The first thing that strikes me is that the person asking me this question shares a misconception with a number of other people I've met. That is, that signing a directive somehow gives medical professionals permission to prematurely and frivolously end someone's life. That is simply not the case,. The permission given in the directive says only that if the person is in a vegetatative state and no matter what is done, the person will never recover, then it is alright to discontinue artificial support. Nowhere are you giving permission for someone to kill you should you inadvertently fall asleep and not be able to watch your back. I doubt there are many practicing doctors out there who can't tell a functioning person from one in a  vegetative state. Personal Directives usually also contain specific instructions that direct that nutrition, hydration and pain-killers continued to be administered.

The doctors I've talked to about this tell me that if they believe that life support should be discontinued, they talk to the family and set a date for it. There is nothing hasty or spontaneous about it and there is plenty of time for the family to talk it over with each other and with the doctors.

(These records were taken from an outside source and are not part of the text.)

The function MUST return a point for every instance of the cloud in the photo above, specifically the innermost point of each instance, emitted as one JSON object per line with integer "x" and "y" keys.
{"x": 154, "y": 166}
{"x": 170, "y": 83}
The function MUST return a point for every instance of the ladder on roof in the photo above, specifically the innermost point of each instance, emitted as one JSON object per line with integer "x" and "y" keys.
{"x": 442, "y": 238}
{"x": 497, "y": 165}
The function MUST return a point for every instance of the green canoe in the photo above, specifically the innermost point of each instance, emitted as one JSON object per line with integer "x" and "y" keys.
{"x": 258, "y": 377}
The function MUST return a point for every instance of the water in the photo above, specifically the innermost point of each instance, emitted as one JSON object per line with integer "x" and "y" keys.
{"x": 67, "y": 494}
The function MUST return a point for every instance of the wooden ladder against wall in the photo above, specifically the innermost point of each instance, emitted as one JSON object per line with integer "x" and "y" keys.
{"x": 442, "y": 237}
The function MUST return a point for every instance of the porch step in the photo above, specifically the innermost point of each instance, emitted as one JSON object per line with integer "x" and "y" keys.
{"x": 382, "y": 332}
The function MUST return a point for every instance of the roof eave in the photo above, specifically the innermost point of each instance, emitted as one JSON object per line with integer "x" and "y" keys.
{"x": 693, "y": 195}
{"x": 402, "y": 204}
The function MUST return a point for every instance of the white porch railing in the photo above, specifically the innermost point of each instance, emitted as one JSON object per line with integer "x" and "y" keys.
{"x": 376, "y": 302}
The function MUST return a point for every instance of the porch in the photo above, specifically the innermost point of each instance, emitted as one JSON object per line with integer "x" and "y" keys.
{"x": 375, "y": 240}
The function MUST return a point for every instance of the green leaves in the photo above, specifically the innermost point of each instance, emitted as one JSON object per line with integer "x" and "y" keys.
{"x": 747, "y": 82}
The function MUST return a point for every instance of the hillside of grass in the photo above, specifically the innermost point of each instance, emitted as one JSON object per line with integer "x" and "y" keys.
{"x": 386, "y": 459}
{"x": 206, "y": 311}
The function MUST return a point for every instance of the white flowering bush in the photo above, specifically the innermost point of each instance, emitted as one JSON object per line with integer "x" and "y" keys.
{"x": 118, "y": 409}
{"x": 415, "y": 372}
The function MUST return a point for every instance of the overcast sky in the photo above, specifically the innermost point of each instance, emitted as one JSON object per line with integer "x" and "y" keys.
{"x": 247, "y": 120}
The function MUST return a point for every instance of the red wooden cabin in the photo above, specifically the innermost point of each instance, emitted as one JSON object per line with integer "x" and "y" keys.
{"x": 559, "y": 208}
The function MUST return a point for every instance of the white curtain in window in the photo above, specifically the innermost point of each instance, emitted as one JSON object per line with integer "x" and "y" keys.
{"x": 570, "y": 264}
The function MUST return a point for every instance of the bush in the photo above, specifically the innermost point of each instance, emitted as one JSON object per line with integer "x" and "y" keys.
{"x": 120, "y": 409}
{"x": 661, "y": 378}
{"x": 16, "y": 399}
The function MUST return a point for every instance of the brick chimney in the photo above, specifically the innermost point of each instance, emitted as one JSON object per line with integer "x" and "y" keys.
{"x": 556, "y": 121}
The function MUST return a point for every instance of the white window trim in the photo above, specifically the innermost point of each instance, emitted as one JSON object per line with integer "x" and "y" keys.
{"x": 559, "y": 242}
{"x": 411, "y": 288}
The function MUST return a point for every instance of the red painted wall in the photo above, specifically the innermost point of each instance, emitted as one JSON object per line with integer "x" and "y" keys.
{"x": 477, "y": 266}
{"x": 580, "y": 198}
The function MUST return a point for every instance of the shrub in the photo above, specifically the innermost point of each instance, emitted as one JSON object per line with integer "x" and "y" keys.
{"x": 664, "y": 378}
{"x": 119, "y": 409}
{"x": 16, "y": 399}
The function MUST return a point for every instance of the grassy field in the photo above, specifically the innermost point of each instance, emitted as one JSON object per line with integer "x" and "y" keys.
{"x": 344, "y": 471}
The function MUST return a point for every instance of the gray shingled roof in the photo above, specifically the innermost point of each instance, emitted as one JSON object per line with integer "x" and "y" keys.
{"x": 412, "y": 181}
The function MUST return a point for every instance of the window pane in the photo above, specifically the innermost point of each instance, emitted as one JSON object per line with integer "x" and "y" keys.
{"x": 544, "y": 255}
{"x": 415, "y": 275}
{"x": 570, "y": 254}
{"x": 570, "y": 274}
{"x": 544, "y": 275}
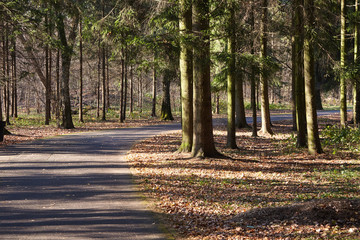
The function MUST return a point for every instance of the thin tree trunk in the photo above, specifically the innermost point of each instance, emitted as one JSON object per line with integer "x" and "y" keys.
{"x": 264, "y": 84}
{"x": 103, "y": 94}
{"x": 356, "y": 87}
{"x": 153, "y": 111}
{"x": 58, "y": 98}
{"x": 107, "y": 82}
{"x": 81, "y": 117}
{"x": 14, "y": 112}
{"x": 314, "y": 145}
{"x": 166, "y": 103}
{"x": 125, "y": 86}
{"x": 231, "y": 131}
{"x": 7, "y": 83}
{"x": 343, "y": 110}
{"x": 240, "y": 121}
{"x": 252, "y": 76}
{"x": 131, "y": 91}
{"x": 203, "y": 139}
{"x": 122, "y": 89}
{"x": 298, "y": 74}
{"x": 186, "y": 74}
{"x": 47, "y": 81}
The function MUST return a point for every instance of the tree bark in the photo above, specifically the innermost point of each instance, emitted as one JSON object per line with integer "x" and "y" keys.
{"x": 166, "y": 103}
{"x": 314, "y": 145}
{"x": 231, "y": 131}
{"x": 240, "y": 121}
{"x": 264, "y": 84}
{"x": 81, "y": 117}
{"x": 343, "y": 110}
{"x": 252, "y": 76}
{"x": 153, "y": 110}
{"x": 203, "y": 139}
{"x": 67, "y": 44}
{"x": 299, "y": 75}
{"x": 186, "y": 75}
{"x": 356, "y": 87}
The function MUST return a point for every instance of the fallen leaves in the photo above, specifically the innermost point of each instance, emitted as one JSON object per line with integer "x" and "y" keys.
{"x": 201, "y": 198}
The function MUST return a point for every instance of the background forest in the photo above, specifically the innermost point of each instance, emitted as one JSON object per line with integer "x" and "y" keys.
{"x": 69, "y": 63}
{"x": 111, "y": 55}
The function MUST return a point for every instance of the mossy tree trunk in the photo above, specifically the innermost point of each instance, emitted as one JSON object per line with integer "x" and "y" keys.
{"x": 231, "y": 131}
{"x": 343, "y": 111}
{"x": 203, "y": 138}
{"x": 298, "y": 72}
{"x": 314, "y": 145}
{"x": 186, "y": 74}
{"x": 264, "y": 83}
{"x": 356, "y": 87}
{"x": 166, "y": 103}
{"x": 252, "y": 77}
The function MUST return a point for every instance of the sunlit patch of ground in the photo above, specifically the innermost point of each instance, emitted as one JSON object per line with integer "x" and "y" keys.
{"x": 243, "y": 196}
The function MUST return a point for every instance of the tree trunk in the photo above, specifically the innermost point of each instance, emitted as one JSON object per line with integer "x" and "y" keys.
{"x": 81, "y": 117}
{"x": 131, "y": 109}
{"x": 48, "y": 80}
{"x": 356, "y": 87}
{"x": 231, "y": 131}
{"x": 67, "y": 122}
{"x": 103, "y": 94}
{"x": 299, "y": 75}
{"x": 314, "y": 145}
{"x": 125, "y": 86}
{"x": 153, "y": 111}
{"x": 7, "y": 83}
{"x": 343, "y": 111}
{"x": 58, "y": 99}
{"x": 122, "y": 89}
{"x": 14, "y": 110}
{"x": 203, "y": 139}
{"x": 252, "y": 76}
{"x": 264, "y": 84}
{"x": 66, "y": 53}
{"x": 166, "y": 103}
{"x": 186, "y": 74}
{"x": 240, "y": 121}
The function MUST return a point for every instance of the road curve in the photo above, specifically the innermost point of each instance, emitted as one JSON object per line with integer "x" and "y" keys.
{"x": 77, "y": 186}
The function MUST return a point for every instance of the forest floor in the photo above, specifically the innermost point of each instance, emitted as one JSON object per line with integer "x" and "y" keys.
{"x": 24, "y": 132}
{"x": 268, "y": 189}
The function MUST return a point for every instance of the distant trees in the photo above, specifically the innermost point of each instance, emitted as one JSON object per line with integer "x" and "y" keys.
{"x": 102, "y": 55}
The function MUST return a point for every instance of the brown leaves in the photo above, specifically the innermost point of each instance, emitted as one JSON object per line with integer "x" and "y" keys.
{"x": 200, "y": 198}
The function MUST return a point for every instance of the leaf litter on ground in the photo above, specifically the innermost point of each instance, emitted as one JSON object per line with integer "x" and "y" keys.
{"x": 266, "y": 190}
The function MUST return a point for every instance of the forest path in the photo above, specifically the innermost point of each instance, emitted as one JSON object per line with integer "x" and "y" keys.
{"x": 76, "y": 186}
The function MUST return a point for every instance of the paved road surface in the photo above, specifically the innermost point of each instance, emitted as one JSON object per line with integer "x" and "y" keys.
{"x": 74, "y": 187}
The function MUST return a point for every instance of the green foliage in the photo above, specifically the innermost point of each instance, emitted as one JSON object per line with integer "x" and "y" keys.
{"x": 337, "y": 138}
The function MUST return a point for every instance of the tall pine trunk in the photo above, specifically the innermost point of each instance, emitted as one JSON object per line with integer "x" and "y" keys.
{"x": 186, "y": 75}
{"x": 81, "y": 117}
{"x": 166, "y": 103}
{"x": 231, "y": 131}
{"x": 356, "y": 87}
{"x": 298, "y": 73}
{"x": 252, "y": 76}
{"x": 203, "y": 138}
{"x": 314, "y": 145}
{"x": 264, "y": 82}
{"x": 153, "y": 110}
{"x": 343, "y": 110}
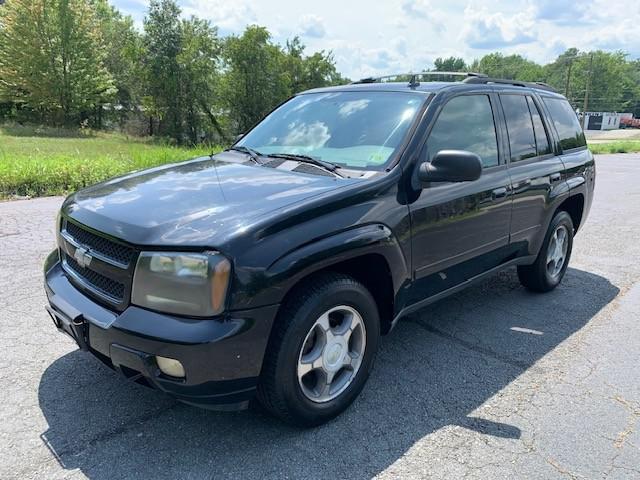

Many people express to me a fear that the plug will be pulled too soon, and they will lose the chance to recover. As has been pointed out to me many times during these discussions, people do recover from comas. The problem here is that a person for whom life support is going to be discontinued is not in a coma. A person on artificial life support has no brain function at all. The only thing keeping them alive is a machine that pumps their heart or their lungs. What are the odds of recovery?

Also remember that the person who has the authority to speak for you on health decisions is not the doctor. Only the person you chose and named in your document may communicate your written instructions about how to handle the situation. So to have someone mistakenly try to remove life support, not only would the doctor have to be "some idiot", your chosen representative would also have to be one.

I'm glad the issue was raised, as this is one of the concerns bothering people who are trying to do their estate plans and trying to understand how the Personal directive document works.